Metric-Guided Instance Re-weighting for Reliable Explainability

Yibo Huang, Zixin Kuang, Meng-Fen Chiang, Wang-Chien Lee

Published: 15 Nov 2025, Last Modified: 13 Nov 2025OpenReview Archive Direct UploadEveryoneCC BY 4.0

Abstract: Abstract—Good rationale quality from large language models (LLMs) is essential for reliability and interpretability. However, the rationales produced by existing LLMs still have shortcomings, such as the lack of informativeness and faithfulness, which affect their practical applications. Reproduction experiments for enhancing rationale generation present significant challenges due to several factors. To study rationale quality in an agnostic manner, we develop a novel framework, the Metric-guided Rationale Enhancement Framework (MREF), that re-weighs training instances based on multiple aspects of rationale quality.
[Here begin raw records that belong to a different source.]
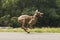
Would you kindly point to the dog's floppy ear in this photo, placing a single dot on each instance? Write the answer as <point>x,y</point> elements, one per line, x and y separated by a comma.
<point>36,11</point>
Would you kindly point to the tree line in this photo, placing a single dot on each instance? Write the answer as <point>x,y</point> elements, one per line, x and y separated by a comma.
<point>11,9</point>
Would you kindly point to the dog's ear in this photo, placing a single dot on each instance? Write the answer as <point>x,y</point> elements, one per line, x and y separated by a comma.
<point>36,11</point>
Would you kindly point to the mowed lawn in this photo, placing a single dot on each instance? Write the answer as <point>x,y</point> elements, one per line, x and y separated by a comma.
<point>49,30</point>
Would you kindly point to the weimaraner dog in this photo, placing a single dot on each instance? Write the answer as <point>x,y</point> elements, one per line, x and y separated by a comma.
<point>27,21</point>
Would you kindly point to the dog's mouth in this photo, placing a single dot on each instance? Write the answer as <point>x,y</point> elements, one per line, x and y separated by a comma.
<point>41,14</point>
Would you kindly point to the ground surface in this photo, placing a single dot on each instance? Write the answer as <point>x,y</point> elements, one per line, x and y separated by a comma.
<point>31,36</point>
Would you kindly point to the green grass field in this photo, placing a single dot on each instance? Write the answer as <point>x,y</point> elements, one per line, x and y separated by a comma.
<point>49,30</point>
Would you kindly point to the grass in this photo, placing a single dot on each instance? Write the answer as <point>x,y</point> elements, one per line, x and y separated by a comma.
<point>50,30</point>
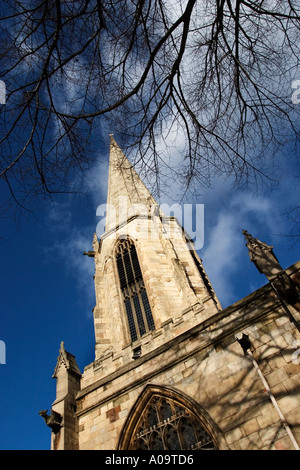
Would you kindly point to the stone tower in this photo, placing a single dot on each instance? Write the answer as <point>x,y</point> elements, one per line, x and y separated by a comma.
<point>169,371</point>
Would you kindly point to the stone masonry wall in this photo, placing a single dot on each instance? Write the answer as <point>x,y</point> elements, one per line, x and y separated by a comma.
<point>208,364</point>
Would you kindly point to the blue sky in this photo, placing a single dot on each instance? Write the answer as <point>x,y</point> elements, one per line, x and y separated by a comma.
<point>48,291</point>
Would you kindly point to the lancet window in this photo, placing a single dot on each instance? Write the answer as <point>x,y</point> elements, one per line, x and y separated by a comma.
<point>137,306</point>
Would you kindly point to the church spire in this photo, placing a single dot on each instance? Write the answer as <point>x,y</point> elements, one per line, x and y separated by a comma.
<point>127,195</point>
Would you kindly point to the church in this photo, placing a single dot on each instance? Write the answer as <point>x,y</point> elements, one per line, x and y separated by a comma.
<point>172,369</point>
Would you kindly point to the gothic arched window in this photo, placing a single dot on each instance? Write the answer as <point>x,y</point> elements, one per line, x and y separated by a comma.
<point>167,424</point>
<point>137,306</point>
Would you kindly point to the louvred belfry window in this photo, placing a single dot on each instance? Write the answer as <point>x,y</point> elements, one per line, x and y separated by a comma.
<point>137,306</point>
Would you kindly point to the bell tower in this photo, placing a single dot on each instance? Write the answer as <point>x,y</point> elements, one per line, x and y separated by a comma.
<point>148,280</point>
<point>169,371</point>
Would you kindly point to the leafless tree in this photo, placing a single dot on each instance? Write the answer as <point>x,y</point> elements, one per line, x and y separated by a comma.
<point>210,78</point>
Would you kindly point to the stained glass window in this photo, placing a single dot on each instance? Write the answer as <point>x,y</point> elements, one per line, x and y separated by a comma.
<point>137,306</point>
<point>168,425</point>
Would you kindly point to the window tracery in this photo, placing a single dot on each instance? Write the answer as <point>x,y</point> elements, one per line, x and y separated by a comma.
<point>168,425</point>
<point>136,301</point>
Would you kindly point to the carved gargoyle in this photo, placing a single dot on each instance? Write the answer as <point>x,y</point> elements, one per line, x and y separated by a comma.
<point>53,420</point>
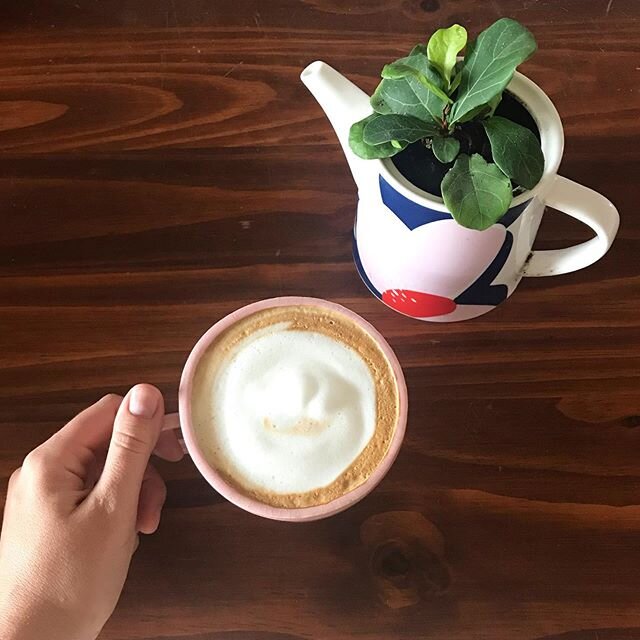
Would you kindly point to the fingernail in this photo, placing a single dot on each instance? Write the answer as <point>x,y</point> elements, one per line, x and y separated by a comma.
<point>143,401</point>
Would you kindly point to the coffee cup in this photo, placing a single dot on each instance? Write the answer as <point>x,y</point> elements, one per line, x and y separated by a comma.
<point>312,357</point>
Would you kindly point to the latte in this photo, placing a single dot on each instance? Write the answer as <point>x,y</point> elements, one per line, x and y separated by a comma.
<point>294,406</point>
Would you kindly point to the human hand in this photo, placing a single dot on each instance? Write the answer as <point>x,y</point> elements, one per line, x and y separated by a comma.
<point>73,514</point>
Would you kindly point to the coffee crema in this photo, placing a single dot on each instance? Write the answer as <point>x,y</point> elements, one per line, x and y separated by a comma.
<point>294,406</point>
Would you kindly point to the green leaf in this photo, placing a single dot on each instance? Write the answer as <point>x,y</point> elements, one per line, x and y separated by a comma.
<point>399,71</point>
<point>445,148</point>
<point>477,193</point>
<point>455,83</point>
<point>515,150</point>
<point>408,96</point>
<point>490,63</point>
<point>385,128</point>
<point>482,111</point>
<point>419,49</point>
<point>443,47</point>
<point>370,151</point>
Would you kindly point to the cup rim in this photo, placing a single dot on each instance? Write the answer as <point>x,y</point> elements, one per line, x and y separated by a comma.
<point>549,125</point>
<point>235,496</point>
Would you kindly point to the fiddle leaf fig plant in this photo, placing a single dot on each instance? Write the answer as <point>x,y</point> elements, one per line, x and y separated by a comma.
<point>432,98</point>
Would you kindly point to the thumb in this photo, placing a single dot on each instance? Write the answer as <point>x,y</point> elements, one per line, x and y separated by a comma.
<point>135,433</point>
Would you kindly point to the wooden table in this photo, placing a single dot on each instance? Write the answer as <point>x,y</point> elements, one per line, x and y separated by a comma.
<point>162,165</point>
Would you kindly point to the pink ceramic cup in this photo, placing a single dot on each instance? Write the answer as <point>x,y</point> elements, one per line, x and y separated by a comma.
<point>184,421</point>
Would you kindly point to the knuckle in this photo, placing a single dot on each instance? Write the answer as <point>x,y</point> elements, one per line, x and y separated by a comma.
<point>36,463</point>
<point>129,441</point>
<point>13,478</point>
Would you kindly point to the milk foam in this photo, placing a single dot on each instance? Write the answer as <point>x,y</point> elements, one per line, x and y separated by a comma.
<point>290,409</point>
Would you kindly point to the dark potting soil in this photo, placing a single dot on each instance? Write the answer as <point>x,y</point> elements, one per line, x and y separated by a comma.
<point>420,167</point>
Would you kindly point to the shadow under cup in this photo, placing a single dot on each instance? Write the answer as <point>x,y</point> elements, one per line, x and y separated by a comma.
<point>230,492</point>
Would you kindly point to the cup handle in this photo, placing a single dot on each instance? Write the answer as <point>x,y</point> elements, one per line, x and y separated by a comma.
<point>592,209</point>
<point>172,421</point>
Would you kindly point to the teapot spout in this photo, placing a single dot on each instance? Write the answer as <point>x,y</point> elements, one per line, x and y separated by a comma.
<point>343,103</point>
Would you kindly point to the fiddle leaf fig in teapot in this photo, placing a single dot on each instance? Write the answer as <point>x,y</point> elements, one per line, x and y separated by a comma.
<point>431,98</point>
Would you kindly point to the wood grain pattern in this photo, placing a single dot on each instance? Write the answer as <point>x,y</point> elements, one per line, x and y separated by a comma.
<point>161,165</point>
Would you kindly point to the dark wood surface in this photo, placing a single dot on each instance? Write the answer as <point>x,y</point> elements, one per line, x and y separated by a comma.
<point>162,165</point>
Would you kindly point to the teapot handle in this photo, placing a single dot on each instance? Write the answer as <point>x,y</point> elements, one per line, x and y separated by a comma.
<point>590,208</point>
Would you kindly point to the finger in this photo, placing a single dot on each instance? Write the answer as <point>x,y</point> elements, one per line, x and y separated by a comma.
<point>152,496</point>
<point>68,455</point>
<point>90,429</point>
<point>169,447</point>
<point>135,434</point>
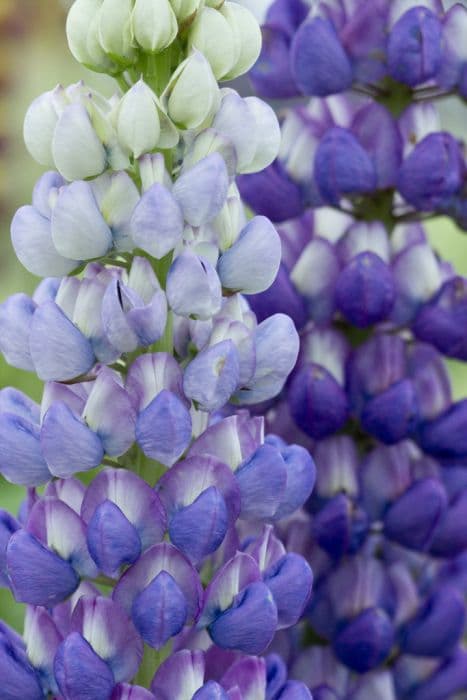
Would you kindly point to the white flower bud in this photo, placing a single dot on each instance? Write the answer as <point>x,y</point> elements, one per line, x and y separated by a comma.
<point>185,8</point>
<point>229,222</point>
<point>154,24</point>
<point>211,34</point>
<point>215,4</point>
<point>40,122</point>
<point>192,94</point>
<point>267,135</point>
<point>77,150</point>
<point>115,34</point>
<point>82,30</point>
<point>138,127</point>
<point>247,34</point>
<point>211,141</point>
<point>152,169</point>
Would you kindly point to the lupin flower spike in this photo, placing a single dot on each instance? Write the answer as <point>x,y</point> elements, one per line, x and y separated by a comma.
<point>148,347</point>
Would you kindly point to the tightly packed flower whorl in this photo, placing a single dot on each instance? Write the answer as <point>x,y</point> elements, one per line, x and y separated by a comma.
<point>361,165</point>
<point>162,578</point>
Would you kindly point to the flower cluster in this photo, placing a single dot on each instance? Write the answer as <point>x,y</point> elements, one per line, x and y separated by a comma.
<point>339,44</point>
<point>332,154</point>
<point>164,576</point>
<point>377,310</point>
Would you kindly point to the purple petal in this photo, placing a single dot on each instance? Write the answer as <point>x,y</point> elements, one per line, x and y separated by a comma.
<point>45,191</point>
<point>251,264</point>
<point>272,193</point>
<point>14,401</point>
<point>262,480</point>
<point>413,518</point>
<point>318,404</point>
<point>414,47</point>
<point>62,530</point>
<point>8,526</point>
<point>393,414</point>
<point>148,322</point>
<point>371,631</point>
<point>212,377</point>
<point>289,580</point>
<point>19,679</point>
<point>160,610</point>
<point>377,132</point>
<point>365,290</point>
<point>37,575</point>
<point>79,230</point>
<point>187,480</point>
<point>80,672</point>
<point>295,690</point>
<point>315,275</point>
<point>437,626</point>
<point>70,491</point>
<point>15,322</point>
<point>157,222</point>
<point>160,557</point>
<point>422,186</point>
<point>180,676</point>
<point>281,297</point>
<point>193,287</point>
<point>149,374</point>
<point>249,625</point>
<point>199,528</point>
<point>133,497</point>
<point>238,573</point>
<point>21,459</point>
<point>77,150</point>
<point>319,63</point>
<point>343,167</point>
<point>42,641</point>
<point>163,428</point>
<point>210,691</point>
<point>276,675</point>
<point>202,190</point>
<point>31,236</point>
<point>447,679</point>
<point>231,440</point>
<point>123,691</point>
<point>271,75</point>
<point>248,674</point>
<point>112,539</point>
<point>109,631</point>
<point>58,349</point>
<point>301,476</point>
<point>110,414</point>
<point>68,445</point>
<point>277,345</point>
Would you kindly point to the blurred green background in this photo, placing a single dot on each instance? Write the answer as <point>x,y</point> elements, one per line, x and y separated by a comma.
<point>33,58</point>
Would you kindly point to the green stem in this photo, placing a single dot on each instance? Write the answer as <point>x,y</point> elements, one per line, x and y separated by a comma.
<point>122,83</point>
<point>165,344</point>
<point>152,659</point>
<point>158,69</point>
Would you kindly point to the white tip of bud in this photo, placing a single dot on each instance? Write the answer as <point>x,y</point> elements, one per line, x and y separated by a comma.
<point>138,127</point>
<point>39,126</point>
<point>152,169</point>
<point>82,30</point>
<point>115,32</point>
<point>268,135</point>
<point>211,34</point>
<point>247,33</point>
<point>77,150</point>
<point>154,24</point>
<point>185,8</point>
<point>192,94</point>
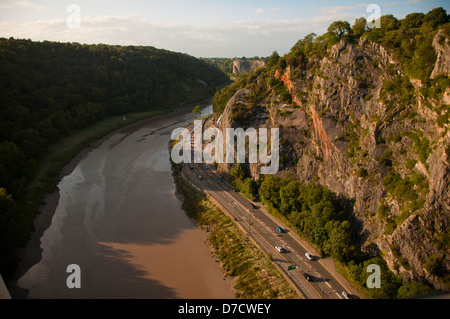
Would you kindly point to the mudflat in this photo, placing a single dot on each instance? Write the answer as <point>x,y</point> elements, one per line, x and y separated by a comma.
<point>117,217</point>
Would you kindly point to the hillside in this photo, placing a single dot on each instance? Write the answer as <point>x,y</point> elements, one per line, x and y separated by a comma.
<point>237,66</point>
<point>50,90</point>
<point>364,114</point>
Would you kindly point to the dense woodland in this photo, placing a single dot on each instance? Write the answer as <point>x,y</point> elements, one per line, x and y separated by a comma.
<point>409,40</point>
<point>49,90</point>
<point>312,210</point>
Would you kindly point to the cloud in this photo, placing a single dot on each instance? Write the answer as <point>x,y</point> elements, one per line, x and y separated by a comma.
<point>228,39</point>
<point>10,4</point>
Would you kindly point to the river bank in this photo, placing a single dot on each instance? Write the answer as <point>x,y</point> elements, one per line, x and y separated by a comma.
<point>254,276</point>
<point>63,159</point>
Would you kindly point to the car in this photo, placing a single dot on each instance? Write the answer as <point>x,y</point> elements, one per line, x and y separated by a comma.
<point>280,230</point>
<point>307,277</point>
<point>279,248</point>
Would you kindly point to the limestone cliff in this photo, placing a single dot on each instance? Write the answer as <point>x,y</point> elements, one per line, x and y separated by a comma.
<point>343,125</point>
<point>241,66</point>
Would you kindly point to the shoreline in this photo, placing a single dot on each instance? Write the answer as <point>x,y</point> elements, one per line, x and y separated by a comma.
<point>30,254</point>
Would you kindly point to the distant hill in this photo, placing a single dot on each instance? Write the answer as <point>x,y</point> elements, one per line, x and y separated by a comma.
<point>49,90</point>
<point>237,66</point>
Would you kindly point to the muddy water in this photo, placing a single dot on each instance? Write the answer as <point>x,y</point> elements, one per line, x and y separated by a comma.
<point>119,220</point>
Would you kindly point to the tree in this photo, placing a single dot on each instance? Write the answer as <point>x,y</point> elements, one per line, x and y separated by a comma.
<point>339,29</point>
<point>359,27</point>
<point>413,20</point>
<point>436,17</point>
<point>413,288</point>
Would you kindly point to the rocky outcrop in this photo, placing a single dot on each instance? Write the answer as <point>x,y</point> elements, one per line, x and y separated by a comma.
<point>340,131</point>
<point>241,66</point>
<point>441,45</point>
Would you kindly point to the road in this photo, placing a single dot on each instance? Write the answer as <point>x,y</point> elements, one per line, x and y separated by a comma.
<point>262,227</point>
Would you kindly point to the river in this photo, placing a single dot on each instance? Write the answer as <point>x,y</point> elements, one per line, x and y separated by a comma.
<point>118,218</point>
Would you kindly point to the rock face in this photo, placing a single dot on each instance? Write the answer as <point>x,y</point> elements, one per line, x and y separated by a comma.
<point>241,66</point>
<point>442,48</point>
<point>389,159</point>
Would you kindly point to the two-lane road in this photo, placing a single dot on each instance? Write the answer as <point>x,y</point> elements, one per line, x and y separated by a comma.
<point>311,279</point>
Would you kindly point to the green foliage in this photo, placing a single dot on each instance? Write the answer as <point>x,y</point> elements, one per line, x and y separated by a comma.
<point>313,210</point>
<point>242,182</point>
<point>356,272</point>
<point>222,97</point>
<point>413,288</point>
<point>339,30</point>
<point>49,90</point>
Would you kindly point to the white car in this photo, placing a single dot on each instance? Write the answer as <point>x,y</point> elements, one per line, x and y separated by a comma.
<point>279,248</point>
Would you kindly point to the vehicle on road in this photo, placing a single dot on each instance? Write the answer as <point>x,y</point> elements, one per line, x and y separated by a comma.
<point>279,249</point>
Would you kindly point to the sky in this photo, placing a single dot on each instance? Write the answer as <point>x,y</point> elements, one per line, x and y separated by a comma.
<point>201,28</point>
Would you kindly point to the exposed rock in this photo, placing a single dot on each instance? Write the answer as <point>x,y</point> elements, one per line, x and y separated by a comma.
<point>344,136</point>
<point>442,46</point>
<point>246,65</point>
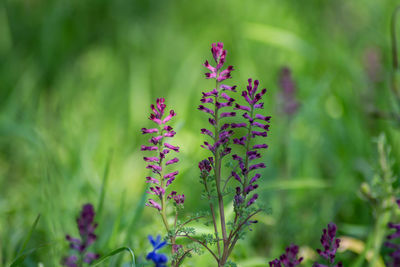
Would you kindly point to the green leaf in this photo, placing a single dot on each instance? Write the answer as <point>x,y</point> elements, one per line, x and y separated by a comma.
<point>28,236</point>
<point>115,252</point>
<point>104,184</point>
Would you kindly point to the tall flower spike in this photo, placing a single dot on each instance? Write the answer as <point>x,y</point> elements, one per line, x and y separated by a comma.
<point>330,244</point>
<point>159,259</point>
<point>395,255</point>
<point>86,226</point>
<point>257,126</point>
<point>159,161</point>
<point>289,259</point>
<point>288,95</point>
<point>220,100</point>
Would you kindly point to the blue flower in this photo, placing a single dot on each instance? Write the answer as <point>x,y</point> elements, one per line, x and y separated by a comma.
<point>158,258</point>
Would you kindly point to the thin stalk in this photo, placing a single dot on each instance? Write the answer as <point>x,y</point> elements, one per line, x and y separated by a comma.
<point>246,164</point>
<point>163,201</point>
<point>382,219</point>
<point>395,60</point>
<point>213,217</point>
<point>217,171</point>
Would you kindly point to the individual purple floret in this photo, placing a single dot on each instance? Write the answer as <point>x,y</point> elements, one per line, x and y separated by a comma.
<point>289,259</point>
<point>288,94</point>
<point>159,259</point>
<point>86,228</point>
<point>257,125</point>
<point>330,244</point>
<point>159,162</point>
<point>395,255</point>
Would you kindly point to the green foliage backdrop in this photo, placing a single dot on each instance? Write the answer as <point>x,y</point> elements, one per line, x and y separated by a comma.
<point>77,78</point>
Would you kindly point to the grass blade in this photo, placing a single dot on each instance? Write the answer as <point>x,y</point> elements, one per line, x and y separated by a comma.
<point>104,184</point>
<point>115,252</point>
<point>28,236</point>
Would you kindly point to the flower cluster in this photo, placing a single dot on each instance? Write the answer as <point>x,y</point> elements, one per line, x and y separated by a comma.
<point>156,163</point>
<point>86,228</point>
<point>220,99</point>
<point>257,125</point>
<point>159,259</point>
<point>288,95</point>
<point>395,255</point>
<point>330,244</point>
<point>220,107</point>
<point>288,259</point>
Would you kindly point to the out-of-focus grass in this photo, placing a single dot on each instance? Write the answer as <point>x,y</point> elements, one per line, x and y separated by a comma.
<point>77,78</point>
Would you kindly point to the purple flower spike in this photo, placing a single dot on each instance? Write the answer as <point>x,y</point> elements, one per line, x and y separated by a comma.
<point>289,259</point>
<point>288,94</point>
<point>159,163</point>
<point>395,255</point>
<point>330,244</point>
<point>86,226</point>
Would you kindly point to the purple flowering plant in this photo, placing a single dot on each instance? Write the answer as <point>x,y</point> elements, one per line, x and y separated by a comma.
<point>79,246</point>
<point>288,259</point>
<point>329,242</point>
<point>289,103</point>
<point>243,163</point>
<point>330,245</point>
<point>391,244</point>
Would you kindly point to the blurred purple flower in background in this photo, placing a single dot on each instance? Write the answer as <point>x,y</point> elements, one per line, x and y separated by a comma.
<point>289,259</point>
<point>159,259</point>
<point>86,228</point>
<point>288,94</point>
<point>372,60</point>
<point>395,255</point>
<point>330,244</point>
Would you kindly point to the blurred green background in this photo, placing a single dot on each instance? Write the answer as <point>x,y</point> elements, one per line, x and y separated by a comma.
<point>77,78</point>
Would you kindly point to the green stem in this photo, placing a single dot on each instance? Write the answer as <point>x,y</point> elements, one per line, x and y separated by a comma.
<point>382,219</point>
<point>395,60</point>
<point>217,171</point>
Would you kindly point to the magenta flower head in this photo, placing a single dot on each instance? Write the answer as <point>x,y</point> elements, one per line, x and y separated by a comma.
<point>395,255</point>
<point>86,228</point>
<point>288,95</point>
<point>289,259</point>
<point>161,160</point>
<point>219,100</point>
<point>257,126</point>
<point>159,259</point>
<point>330,244</point>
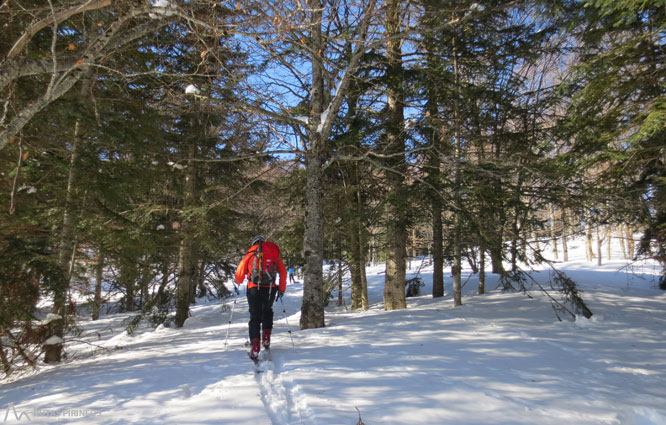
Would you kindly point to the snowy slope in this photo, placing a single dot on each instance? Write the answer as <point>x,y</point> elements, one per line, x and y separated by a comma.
<point>498,359</point>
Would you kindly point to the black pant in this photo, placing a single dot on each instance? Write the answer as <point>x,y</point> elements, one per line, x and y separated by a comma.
<point>260,300</point>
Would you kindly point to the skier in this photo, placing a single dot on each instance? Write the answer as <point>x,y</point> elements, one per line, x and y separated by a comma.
<point>291,275</point>
<point>260,266</point>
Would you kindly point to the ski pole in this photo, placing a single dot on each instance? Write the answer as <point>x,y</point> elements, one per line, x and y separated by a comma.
<point>231,317</point>
<point>284,310</point>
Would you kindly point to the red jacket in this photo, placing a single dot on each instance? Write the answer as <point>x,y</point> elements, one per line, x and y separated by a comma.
<point>271,255</point>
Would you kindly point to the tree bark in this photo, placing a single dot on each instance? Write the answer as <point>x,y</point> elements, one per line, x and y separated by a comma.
<point>396,226</point>
<point>187,261</point>
<point>99,275</point>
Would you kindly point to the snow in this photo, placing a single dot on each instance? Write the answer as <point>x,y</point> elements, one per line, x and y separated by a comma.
<point>54,340</point>
<point>501,359</point>
<point>161,8</point>
<point>50,318</point>
<point>192,89</point>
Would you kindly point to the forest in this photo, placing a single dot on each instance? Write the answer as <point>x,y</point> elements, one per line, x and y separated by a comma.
<point>144,143</point>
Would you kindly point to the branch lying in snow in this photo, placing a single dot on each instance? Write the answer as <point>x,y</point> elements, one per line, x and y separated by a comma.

Specifically, MREF fine-tunes an LLM at hand on two benchmark multiple-choice question (MCQ) datasets, ECQA and MedMCQA, to generate answers and rationales. In the fine-tuning process, it exploits metrics from ROSCOE to evaluate the produced rationales across five dimensions: faithfulness, informativeness, coherence, repetition, and grammar, and uses these metric scores to guide re-weighting of training instances, hence encouraging the LLM to emphasize rationales of higher quality. Comprehensive experimental results demonstrate that this metric-guided re-weighting strategy significantly improves rationale quality across all evaluated ROSCOE metrics over the baselines without re-weighting, leading to more reliable and understandable outputs. MREF can be seamlessly integrated with existing LLMs for various NLP tasks beyond MCQs. Our code and datasets will be made available upon acceptance.